В этом я сомневался, но улыбнулся, давая понять, что, хоть от этого мне точно будет не по себе, я его послушаюсь. Тогда мастер стал расспрашивать меня дальше, сказав, что хочет услышать от меня что-нибудь о моей жизни. Само собой, мне в 1956 году о своей жизни было почти нечего рассказать – тем более тому, кого я считал столь знающим и глубоким человеком. Я вырос у любящих родителей, в не то чтобы бедном, но и не богатом районе Ньюарка; у меня был младший брат, который, по общему мнению, меня обожал; в хорошей местной школе и в прекрасном университете я показал те результаты, каких и ожидали от меня поколения предков; затем я служил в армии, на базе в часе езды от дома, – писал пресс-релизы для одного майора в Форт-Диксе, в то время как в Корее шла кровавая бойня, для которой, собственно, и было приуготовано мое тело. Демобилизовавшись, я жил и писал неподалеку от нижней части Бродвея, в квартире на пятом этаже без лифта, которую моя девушка, когда переехала ко мне и пыталась немного ее облагородить, называла жилищем грешного монаха.

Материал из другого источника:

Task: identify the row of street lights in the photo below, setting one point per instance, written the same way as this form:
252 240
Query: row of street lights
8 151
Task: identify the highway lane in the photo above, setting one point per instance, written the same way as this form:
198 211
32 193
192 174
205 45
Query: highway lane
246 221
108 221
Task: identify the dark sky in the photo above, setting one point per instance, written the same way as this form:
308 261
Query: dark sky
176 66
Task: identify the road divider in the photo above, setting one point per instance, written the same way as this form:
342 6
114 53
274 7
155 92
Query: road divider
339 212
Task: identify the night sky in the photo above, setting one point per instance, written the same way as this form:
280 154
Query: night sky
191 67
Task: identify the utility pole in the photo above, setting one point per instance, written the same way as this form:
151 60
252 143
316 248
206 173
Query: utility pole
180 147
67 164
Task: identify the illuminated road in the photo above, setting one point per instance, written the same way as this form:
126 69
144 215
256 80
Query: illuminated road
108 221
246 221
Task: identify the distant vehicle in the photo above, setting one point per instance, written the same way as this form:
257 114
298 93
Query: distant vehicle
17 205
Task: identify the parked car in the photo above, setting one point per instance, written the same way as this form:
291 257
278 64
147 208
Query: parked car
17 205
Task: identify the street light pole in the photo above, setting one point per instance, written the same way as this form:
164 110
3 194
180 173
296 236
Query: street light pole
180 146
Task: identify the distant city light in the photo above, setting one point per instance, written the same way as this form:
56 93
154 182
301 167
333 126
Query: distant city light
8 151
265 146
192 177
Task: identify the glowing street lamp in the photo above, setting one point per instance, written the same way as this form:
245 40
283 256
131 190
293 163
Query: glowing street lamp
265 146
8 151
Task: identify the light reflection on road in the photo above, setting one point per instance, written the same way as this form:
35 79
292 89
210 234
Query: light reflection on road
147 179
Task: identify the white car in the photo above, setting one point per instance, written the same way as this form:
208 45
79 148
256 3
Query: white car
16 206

Чтобы зарабатывать на жизнь, я три раза в неделю ездил за реку, в Нью-Джерси, занимался тем же, чем и в лето после первого курса, когда я откликнулся на объявление, обещавшее настырным продавцам высокие комиссионные. В восемь утра нашу команду вывозили в один из фабричных городков Нью-Джерси, и мы ходили по домам, продавали подписку на журналы, а в шесть вечера нас забирал у заранее оговоренного бара и вез назад наш начальник, Макэлрой, в центр Ньюарка. Этот щеголеватый, с усиками в ниточку, пьянчуга вечно твердил нам – двум возвышенным юношам, откладывавшим деньги на обучение, и трем вялым старожилам, бледным одутловатым мужикам, на которых валились все возможные несчастья: не заводите шашни с домохозяйками в бигудях, что торчат дома одни, – или муж в ярости переломает вам ребра, или вас подставят и будут шантажировать как насильников, или вы подхватите любую из пятидесяти грязных зараз, но главное – часов в сутках не так уж и много. “Либо с бабами забавляйтесь, – невозмутимо советовал он нам, – либо ‘Серебряный экран’ продавайте. Вам решать”. Мы, два студента университета, прозвали его “Моисеем от Мамоны”. Поскольку ни одна домохозяйка ни разу не выказала желания пригласить меня в дом – пусть просто передохнуть, – а я бдительно следил, не блеснет ли огонек похоти во взгляде женщины любого возраста, которая соглашалась хотя бы выслушать меня из-за сетчатой двери, я вынужден был совершенствоваться в работе, а не в радостях жизни и под конец долгого дня уговоров и агитации имел от десяти до двадцати долларов комиссионных на своем счете и незапятнанное будущее впереди. Прошло всего несколько недель, как я бросил эту безгрешную жизнь, равно как и девушку в квартире на пятом этаже без лифта, которую я больше не любил, и с помощью влиятельного нью-йоркского редактора получил на зимние месяцы приглашение пожить в колонии Квосей, где в сельском уединении работали деятели искусства, а находилась она в соседнем штате, за горой Лоноффа.